CLEMSON — James Davis couldn't believe his eyes or ears in the moments that followed Clemson's Sept. 27 loss to Maryland.

It was no doubt devastating to watch the Terrapins overcome an 11-point halftime deficit to win 20-17 in Death Valley, but Davis was disturbed by the hopelessness he witnessed in the locker room.

"I couldn't believe a lot of guys were putting their heads down," said Davis, Clemson's senior tailback. "You could just tell a lot of guys were thinking the season was over with."

Davis says things have changed, that his teammates are now refreshed and reinvigorated after last week's open date. But he knows the Maryland locker room scene could seem like a carnival by comparison if the Tigers don't manage to win tonight at No. 21 Wake Forest.

As much as coach Tommy Bowden talks about staying the course and playing the whole season, this team needs a win tonight almost as much for its confidence as for the conference standings. After a 34-10 smashing against Alabama in the opener and the second-half ugliness that unfolded against the Terrapins, the Tigers' psyche might not be able to withstand another gut punch.

"I can't imagine" what a loss would entail, Davis said. "I'm not even going to imagine. I'm dreaming right now, hoping that we can get this game."

As disappointing as the Tigers' 3-2 start (1-1 ACC) has been, they find their goals still within reach. The Demon Deacons (3-1, 1-0) are the only Atlantic Division team without a conference loss, and Clemson would find itself in good position with a victory in Winston-Salem, N.C.

A defeat, though, would put the Tigers in a major hole with next week's visit from Georgia Tech coming. The Tigers follow that game with an open date before embarking on back-to-back trips to Boston College and Florida State.

Bowden, still seeking an ACC title in his 10th year with the Tigers, has faced considerable scrutiny thus far this season. Fans couldn't understand why his team wasn't emotionally ready for Alabama. They couldn't comprehend how an offense that moved so effectively in the first half against Maryland ran aground after halftime.

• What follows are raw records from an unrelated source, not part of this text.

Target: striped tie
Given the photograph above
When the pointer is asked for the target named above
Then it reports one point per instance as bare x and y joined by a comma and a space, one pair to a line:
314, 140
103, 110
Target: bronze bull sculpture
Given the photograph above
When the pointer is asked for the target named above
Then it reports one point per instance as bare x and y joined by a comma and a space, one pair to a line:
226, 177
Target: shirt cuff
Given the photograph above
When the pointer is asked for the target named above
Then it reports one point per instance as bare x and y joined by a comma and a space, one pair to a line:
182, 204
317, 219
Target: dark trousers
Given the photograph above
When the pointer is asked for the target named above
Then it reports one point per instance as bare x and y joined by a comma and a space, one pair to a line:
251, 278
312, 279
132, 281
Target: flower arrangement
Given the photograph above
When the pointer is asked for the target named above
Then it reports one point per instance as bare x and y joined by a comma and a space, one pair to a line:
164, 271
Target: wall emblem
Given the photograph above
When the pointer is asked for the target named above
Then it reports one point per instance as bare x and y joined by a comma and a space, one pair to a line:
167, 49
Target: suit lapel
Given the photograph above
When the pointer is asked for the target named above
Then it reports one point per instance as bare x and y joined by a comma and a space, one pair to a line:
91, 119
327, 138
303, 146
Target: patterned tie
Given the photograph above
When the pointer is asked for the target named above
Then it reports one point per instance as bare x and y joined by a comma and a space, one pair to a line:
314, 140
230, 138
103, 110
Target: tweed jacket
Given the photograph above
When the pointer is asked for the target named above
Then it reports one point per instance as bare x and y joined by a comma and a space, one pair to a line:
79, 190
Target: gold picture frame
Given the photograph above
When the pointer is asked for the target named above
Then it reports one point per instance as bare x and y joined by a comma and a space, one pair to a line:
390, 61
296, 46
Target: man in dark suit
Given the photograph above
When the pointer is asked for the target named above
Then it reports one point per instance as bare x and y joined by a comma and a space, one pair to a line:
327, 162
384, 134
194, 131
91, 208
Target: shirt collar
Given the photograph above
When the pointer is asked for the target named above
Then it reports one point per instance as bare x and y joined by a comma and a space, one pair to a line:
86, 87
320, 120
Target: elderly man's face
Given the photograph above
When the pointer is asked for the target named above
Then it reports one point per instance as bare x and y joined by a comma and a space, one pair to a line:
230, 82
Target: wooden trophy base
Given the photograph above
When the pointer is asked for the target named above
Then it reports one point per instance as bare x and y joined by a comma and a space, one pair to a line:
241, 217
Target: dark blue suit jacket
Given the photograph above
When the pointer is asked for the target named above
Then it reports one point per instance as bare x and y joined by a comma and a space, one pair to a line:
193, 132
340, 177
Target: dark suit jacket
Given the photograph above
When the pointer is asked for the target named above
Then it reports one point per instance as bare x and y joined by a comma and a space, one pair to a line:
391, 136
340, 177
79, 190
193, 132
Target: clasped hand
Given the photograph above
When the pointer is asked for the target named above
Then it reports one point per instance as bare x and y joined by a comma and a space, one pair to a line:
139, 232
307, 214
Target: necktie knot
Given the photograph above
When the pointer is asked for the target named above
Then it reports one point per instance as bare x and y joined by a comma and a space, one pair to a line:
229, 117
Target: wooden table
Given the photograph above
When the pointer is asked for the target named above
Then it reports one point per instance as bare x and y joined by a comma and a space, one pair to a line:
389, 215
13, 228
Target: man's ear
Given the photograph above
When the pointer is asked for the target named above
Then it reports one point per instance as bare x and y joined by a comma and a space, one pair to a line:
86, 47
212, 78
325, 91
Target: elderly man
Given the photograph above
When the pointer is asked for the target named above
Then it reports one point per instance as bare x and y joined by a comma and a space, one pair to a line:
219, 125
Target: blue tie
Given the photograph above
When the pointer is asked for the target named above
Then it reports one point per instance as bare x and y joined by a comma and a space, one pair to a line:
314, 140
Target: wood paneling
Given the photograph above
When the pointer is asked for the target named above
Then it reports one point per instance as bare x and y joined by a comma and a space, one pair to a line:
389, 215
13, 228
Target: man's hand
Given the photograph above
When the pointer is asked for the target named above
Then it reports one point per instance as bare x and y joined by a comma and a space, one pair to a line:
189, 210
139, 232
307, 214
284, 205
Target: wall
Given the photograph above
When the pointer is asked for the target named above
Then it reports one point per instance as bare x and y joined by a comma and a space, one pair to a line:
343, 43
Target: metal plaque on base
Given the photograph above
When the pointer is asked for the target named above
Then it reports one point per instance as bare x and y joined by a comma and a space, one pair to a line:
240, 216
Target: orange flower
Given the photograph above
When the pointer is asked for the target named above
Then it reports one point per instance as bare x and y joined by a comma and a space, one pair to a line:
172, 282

Bowden might well be coaching for his job just 10 months after signing a contract extension, but he's giving little indication that the pressure is getting to him.

"I hope they feel a sense of urgency," he said of his players. "But you can't create an environment of being tense or being uptight going into a game from a players' standpoint. ... You walk a fine line."

Bowden said he spoke to his players earlier this week about being resilient.

"It's not so much that you never get knocked down. It's the team that keeps getting up and getting up and getting up. You relate it to life and family and sicknesses and all that stuff. You relate it to what they have to face in the real world. This is no different."

Davis said he and fellow senior Cullen Harper addressed the team after the Maryland defeat in an effort to keep everyone together. Junior center Thomas Austin took it a step further three days later, asking Bowden for permission to lead a players-only meeting.

Davis and Austin said they've since seen results from their teammates in the form of hard work and a determination to correct the mistakes that derailed them against Maryland.

All that sounds good, but both Davis and Austin know the perceived progress won't mean anything if they don't carry it over into tonight's game.

"The only way to get that bitter taste out of your mouth is to get a win, and to right the ship in a sense," Austin said. "We're definitely kind of tired of hearing what's being said. We want to go out and prove ourselves again."